There is kind of some potential for optimizations: for instance, should you allow scheduling for a backend length shorter than three and the present metric is zero, you may immediately send three requests to the backend before having to fetch the metrics again. Within the worst case, none of them fit into the present batch and all of them are within the backend queue (during which case the brand new length is three, just advantageous).
Alternative: Backend-Side Priority Scheduling
Recently, vLLM added a priority-based scheduling option as an alternative of sticking with FIFO. For this recent feature, requests are tagged with a priority before they’re sent to the backend. And vLLM would recurrently check if any higher-priority request is queuing after which sort all requests by priority (each the running batch and the waiting queue). This may not only let the high-priority request literally jump the queue but even move it on to the processed batch. The worth is (except for some overhead because of sorting) that lower priority requests can be evicted from the running batch and put back within the waiting queue again.
Can Backend-Side Priority Scheduling Replace All Queues on the LLM-Server Side?
vLLM understands the request priority as a continuous number. This doesn’t only will let you distinguish between default, high priority (interactive AI assistant) and low priority (batch API) but you may even make smaller decrements for each request that the user has already sent to the backend and where the response is pending. For instance, users B and C send only single requests, which can have priority zero. User A sends 4 requests directly; the primary one has priority zero, too, but the following ones can have priorities one, two, and three, and might be processed later (higher number = lower priority).

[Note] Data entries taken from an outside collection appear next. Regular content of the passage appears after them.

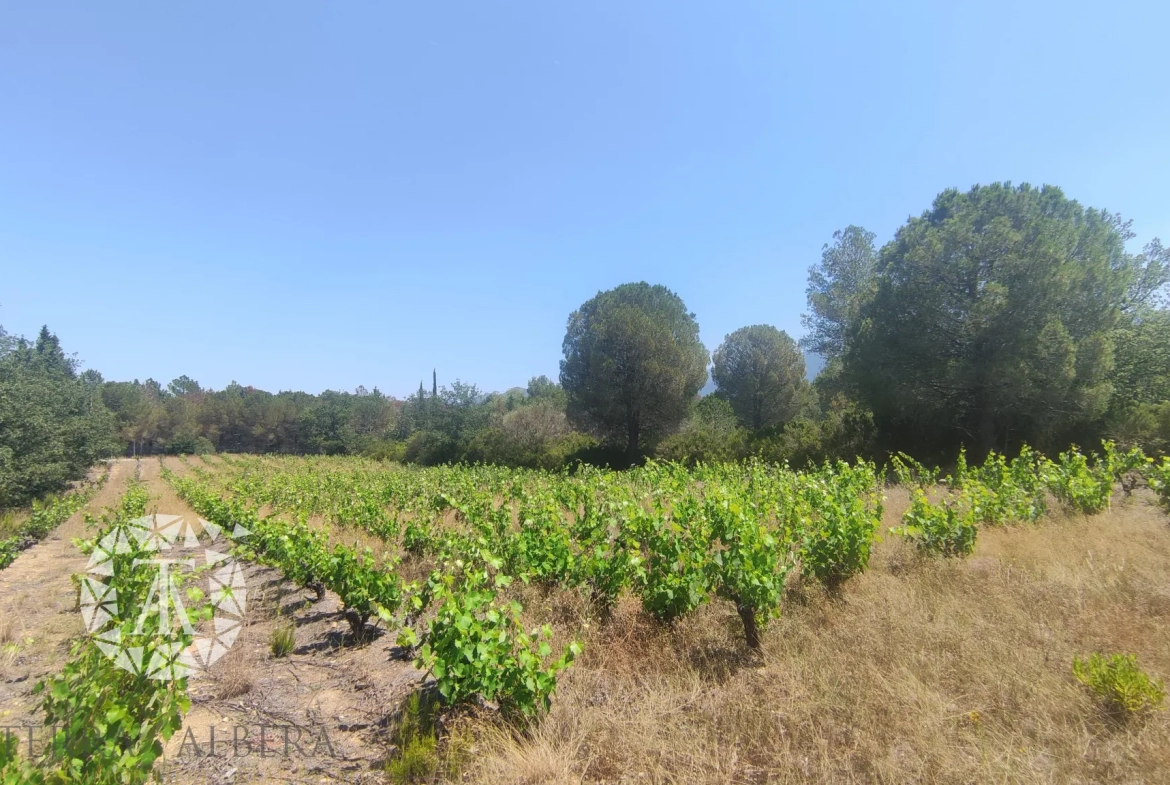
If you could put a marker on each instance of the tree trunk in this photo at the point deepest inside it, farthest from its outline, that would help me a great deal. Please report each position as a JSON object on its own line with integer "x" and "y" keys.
{"x": 986, "y": 431}
{"x": 750, "y": 631}
{"x": 632, "y": 443}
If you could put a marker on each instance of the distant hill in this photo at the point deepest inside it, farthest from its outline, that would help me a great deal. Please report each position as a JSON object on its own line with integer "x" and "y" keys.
{"x": 813, "y": 365}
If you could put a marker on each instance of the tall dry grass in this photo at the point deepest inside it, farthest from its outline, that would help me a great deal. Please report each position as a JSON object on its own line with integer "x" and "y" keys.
{"x": 920, "y": 672}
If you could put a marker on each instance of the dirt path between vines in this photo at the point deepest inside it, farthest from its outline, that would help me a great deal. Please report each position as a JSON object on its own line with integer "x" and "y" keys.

There are still some caveats:
- The backend-priority feature is just available for vLLM, not for HuggingFace TGI.
- Having a scheduler on LLM-Server side lets you adjust the scheduling rate based on time-per-output-token. The backend-priority scheduling doesn’t control the scheduling rate.
- The impact of frequent re-ordering of queue and batch on latencies still must be measured for realistic load scenarios.
Overall, backend-side priority scheduling could be a superb strategy for vLLM-based systems, since it simplifies queueing logic on the upstream LLM-Server. Unfortunately, in a sensible setting you can not do away with the LLM-Server as a further scheduling layer, since you would like some objective instance to assign priorities to individual requests.
Summary & Outlook
Queueing and scheduling are crucial for applications with multiple users and clients of various priorities, as they significantly impact the user experience. This is very true in scenarios where multiple clients submit requests in parallel, benefiting from a dedicated “fair scheduling” strategy. Although backend features like priority scheduling can simplify optimization, an upstream gateway server continues to be vital to totally manage these complexities.
In the following a part of this blogpost series, we are going to shift gears and give attention to the token generation within the inference engine during prefill and decode phases. Particularly, we are going to discuss resource utilization and techniques for concurrent processing of multiple requests.